The rescued crew member was taken to the Marine Corps Air Station Iwakuni in western Japan, the Marines said, while a Japanese official stated that the person who was rescued by the JSDF, is in a stable condition.
The ministry said the planes, based at the Marine Corps Air Station Iwakuni in western Japan, were conducting a routine training operation when the collision occurred around 100 km south of Cape Muroto in Kochi Prefecture.
There is speculation the F/A-18 fighter jet was refueling midair when the collision with the KC-130 tanker took place, although there has been no official confirmation of this as yet.
Mid-air refueling can be a tricky process especially at night and in inclement weather, aviation experts said of the matter.
A JSDF search and rescue aircraft was quickly deployed to help with rescue efforts, while other SDF aircraft and vessels are also searching the area for survivors, the Marines said.

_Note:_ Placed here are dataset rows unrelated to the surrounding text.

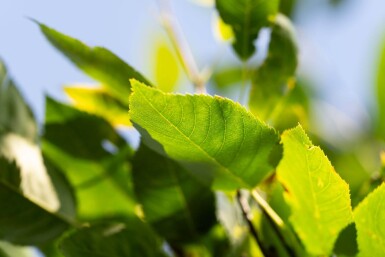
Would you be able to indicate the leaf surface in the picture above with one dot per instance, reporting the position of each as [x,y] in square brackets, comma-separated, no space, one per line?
[113,239]
[98,62]
[94,158]
[369,217]
[246,17]
[100,102]
[215,138]
[174,202]
[319,199]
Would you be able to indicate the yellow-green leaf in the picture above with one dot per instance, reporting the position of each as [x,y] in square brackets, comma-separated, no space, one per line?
[319,199]
[215,138]
[100,102]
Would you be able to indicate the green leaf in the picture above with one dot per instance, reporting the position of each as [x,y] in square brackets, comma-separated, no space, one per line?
[166,68]
[97,62]
[15,114]
[246,17]
[178,206]
[100,102]
[94,158]
[113,239]
[213,137]
[69,129]
[380,93]
[369,217]
[9,250]
[29,205]
[275,76]
[318,197]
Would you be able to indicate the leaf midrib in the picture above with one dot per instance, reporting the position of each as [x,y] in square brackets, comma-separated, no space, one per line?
[239,180]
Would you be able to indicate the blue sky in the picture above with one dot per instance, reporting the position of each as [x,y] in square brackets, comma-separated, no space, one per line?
[339,47]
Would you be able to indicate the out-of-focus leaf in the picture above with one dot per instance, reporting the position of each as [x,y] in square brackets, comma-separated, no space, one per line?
[174,202]
[287,7]
[29,210]
[223,31]
[380,93]
[319,199]
[369,217]
[166,68]
[346,243]
[246,17]
[9,250]
[78,133]
[113,239]
[15,114]
[94,158]
[227,77]
[218,140]
[230,216]
[100,102]
[97,62]
[275,76]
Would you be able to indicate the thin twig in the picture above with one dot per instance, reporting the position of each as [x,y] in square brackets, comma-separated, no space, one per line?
[180,44]
[245,208]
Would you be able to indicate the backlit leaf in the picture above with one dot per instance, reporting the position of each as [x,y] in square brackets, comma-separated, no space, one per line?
[319,199]
[113,239]
[275,76]
[175,203]
[100,102]
[246,17]
[215,138]
[97,62]
[370,219]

The Japanese Defense Ministry is currently trying to ascertain more details from the U.S. forces in Japan about the accident, which is currently under investigation.
The latest U.S. aircraft mishap comes on the heels of another F/A-18 fighter aircraft, this one belonging to the USS Ronald Reagan nuclear carrier, crashing into the Pacific Ocean in waters southwest of Kita Daitojima Island around 290 km from Okinawa, owing to mechanical issues, on Nov. 12.
Both pilots in this incident managed to eject to safety and were rescued by a U.S. military chopper.
The crash of the F/A-18 aircraft, a multirole combat jet, designed as both a fighter and attack aircraft and known colloquially as the “Hornet,” also comes on the heels of a U.S. Navy MH-60 Seahawk helicopter crashing on the deck of the USS Ronald Reagan on Oct. 19 during routine operations.
The crashes occurring within a month of each other and related to the same aircraft carrier, sparked a great deal of concern from the Japanese government, who said it will strongly request information about the accident amid safety concerns and local citizens’ fears.
Chief Cabinet Secretary Yoshihide Suga said at the time that accidents “involving U.S. military cause immense worry to people in the area and should not occur.”
Japan’s top government spokesperson at the time vowed to “strongly request that the United States provide us with information and ensure absolute safety management.”